La clase política española no se pone de acuerdo ni para beneficiarse del plan Marshall europeo

Vista general de la presentación del libro Cómo salir de esta (II) en Ámbito Cultural. / J. M.
Vista general de la presentación del libro Cómo salir de esta (II) en Ámbito Cultural de El Corte Inglés en Santiago de Compostela. / J. M.
España necesita un poco de serenidad para abordar el año 2022 pensando en el interés general y no en el partidista, antes de que en 2023 cambien las reglas del juego en Europa.
La clase política española no se pone de acuerdo ni para beneficiarse del plan Marshall europeo

España cerró el año 2019 con el temor fundado a una desaceleración económica, los presupuestos prorrogados, un déficit estructural superior al 3% del PIB y una deuda pública del 95,5%, en medio de una tesitura internacional compleja marcada por el pulso comercial entre China y Estados Unidos y la incertidumbre derivada del Brexit.
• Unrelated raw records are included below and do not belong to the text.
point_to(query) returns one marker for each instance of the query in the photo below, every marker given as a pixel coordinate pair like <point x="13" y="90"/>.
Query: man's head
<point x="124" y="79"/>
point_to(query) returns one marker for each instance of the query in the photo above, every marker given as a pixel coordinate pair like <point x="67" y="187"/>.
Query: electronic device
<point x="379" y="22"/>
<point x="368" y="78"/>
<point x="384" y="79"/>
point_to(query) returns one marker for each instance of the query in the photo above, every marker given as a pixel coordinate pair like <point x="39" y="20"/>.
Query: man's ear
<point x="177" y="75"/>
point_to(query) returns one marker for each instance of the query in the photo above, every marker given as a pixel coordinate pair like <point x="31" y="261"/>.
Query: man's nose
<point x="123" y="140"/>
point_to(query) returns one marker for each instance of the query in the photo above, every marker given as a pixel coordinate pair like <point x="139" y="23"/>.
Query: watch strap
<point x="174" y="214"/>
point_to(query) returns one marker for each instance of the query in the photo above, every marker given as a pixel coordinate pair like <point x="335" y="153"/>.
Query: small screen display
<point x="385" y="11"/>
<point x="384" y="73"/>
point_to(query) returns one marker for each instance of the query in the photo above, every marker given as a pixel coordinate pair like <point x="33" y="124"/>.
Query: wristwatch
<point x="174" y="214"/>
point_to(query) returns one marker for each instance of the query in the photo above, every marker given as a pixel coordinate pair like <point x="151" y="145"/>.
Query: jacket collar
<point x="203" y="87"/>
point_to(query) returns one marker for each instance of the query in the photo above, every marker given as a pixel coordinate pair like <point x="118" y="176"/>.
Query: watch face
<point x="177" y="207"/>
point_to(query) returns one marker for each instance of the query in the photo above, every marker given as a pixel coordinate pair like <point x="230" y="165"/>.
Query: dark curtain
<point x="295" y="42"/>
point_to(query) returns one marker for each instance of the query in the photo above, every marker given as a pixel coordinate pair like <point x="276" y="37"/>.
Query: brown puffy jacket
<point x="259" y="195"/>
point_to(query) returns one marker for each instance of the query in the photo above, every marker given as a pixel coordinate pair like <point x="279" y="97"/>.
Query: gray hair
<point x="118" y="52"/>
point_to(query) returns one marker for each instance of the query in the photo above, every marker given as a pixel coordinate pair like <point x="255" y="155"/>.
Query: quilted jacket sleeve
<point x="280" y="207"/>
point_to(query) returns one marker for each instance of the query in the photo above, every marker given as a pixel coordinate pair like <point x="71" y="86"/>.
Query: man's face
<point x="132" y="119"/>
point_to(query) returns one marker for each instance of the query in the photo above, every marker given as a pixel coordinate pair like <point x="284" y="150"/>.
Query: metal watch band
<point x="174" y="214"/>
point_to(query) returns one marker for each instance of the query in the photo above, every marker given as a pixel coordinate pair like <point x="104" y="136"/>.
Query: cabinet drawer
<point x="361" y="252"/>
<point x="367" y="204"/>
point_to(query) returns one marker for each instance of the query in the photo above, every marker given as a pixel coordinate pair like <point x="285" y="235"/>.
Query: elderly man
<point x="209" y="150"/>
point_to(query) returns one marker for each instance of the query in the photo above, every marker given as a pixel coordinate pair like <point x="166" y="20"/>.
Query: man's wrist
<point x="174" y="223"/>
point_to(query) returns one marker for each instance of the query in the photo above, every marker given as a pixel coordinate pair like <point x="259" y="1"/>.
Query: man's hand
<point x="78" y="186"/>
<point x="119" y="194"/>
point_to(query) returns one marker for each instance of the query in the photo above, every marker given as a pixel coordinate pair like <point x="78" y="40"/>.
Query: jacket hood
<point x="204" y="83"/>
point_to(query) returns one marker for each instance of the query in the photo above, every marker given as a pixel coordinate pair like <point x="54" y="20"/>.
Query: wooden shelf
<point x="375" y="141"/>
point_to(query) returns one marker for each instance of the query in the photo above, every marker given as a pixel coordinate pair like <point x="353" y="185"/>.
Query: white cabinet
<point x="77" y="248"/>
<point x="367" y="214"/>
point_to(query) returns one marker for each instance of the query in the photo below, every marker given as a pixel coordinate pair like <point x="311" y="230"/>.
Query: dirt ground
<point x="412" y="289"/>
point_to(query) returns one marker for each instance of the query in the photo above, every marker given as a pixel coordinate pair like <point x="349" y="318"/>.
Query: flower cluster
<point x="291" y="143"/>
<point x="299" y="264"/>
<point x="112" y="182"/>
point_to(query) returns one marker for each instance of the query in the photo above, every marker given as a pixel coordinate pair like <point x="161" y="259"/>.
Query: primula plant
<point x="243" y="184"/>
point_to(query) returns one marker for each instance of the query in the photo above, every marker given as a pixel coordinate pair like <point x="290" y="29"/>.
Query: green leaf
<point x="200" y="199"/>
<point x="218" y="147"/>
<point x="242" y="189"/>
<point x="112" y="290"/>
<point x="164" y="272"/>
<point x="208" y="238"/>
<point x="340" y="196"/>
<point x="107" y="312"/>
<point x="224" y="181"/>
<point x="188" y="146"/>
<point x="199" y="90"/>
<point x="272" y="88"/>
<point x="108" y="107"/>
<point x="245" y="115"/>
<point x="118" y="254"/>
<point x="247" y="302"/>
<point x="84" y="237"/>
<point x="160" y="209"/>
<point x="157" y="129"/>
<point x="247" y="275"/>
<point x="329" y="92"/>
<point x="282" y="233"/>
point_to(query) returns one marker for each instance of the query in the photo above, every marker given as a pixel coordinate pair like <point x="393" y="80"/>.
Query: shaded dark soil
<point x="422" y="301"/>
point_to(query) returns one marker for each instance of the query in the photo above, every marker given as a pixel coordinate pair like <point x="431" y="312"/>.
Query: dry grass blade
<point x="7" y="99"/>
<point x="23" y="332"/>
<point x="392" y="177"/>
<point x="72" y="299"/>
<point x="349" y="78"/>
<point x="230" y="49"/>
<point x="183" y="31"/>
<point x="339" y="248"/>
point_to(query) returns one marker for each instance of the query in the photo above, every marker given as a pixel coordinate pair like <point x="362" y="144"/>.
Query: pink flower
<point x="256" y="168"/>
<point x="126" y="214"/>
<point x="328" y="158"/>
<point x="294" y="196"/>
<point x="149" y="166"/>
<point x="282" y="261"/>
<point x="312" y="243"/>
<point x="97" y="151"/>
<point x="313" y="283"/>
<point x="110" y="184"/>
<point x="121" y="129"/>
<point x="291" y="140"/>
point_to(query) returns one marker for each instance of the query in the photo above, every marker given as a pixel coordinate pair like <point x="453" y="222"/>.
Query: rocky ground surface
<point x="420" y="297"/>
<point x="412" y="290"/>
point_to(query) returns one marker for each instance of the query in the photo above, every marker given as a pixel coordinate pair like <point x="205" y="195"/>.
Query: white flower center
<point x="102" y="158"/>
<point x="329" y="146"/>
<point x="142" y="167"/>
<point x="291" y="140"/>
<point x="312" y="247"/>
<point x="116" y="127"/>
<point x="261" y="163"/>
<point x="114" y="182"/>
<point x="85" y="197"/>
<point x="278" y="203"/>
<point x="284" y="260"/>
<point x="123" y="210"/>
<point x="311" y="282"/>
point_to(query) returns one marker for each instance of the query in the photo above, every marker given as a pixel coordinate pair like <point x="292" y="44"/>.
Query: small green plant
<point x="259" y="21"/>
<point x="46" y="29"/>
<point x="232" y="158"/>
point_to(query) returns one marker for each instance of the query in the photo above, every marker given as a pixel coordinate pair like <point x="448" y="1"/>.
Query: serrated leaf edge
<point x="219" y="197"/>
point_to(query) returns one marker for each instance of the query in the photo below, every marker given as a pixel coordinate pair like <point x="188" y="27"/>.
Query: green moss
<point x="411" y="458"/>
Aunque todo esto se quedó pequeño ante el grave impacto económico ocasionado por la pandemia de la covid-19. Tras el desconcierto inicial y la pérdida de tiempo en reaccionar, las aperturas y cierres de la economía van dando bandazos que no acaban de estabilizarse. Aunque no resulte indiferente quién se haya equivocado y quién no, lo importante ahora es acertar con la construcción de los cimientos para forjar el crecimiento del futuro. 

La caída del PIB en España fue la segunda mayor de la UE, solo por delante de Grecia, y su recuperación a estas alturas es solo parcial, lo que condiciona también que la tasa de paro sea de las mayores de Europa, a pesar de que se ha recuperado durante 2021. La causa de este mal comportamiento de la economía no es otra que el hipertrofiado modelo productivo del país, excesivamente sesgado hacia el sector servicios y carente de un pulmón industrial capaz de aguantar los envites de shocks asimétricos como los vividos. Lo dicho hasta ahora explica que las políticas de mantenimiento del Estado de bienestar se salden con una factura muy elevada en términos de los ya maltrechos índices de déficit y deuda pública, que más pronto que tarde habrá que empezar a corregir, como se advierte en el libro Cómo salir de esta (II), presentado esta semana en Santiago de Compostela.

La creación del Estado de bienestar fue el indicador de éxito económico, madurez política y reflejo institucional de las democracias capitalistas occidentales, que no siempre mantuvieron constante. Tras una primera etapa de desarrollo e implementación de los derechos sociales a todos los ciudadanos europeos, siguió una década de recortes, que coincidió con el período de estanflación de los setenta. Las principales economías entraron en un período de reducción del Estado de bienestar que siguió con los gobiernos liberales imperantes –encabezados por Margaret Thatcher y Ronald Reagan– en las décadas de los ochenta y principios de los noventa, para dar paso a nuevas ideas de inversión social, que reconsideraron el papel fundamental de la seguridad garantizada por el Estado y que abogaron por un modelo más activo ante la amenaza de nuevos riesgos sociales alentados por la globalización y la pérdida de peso relativo de la industria en la economía. 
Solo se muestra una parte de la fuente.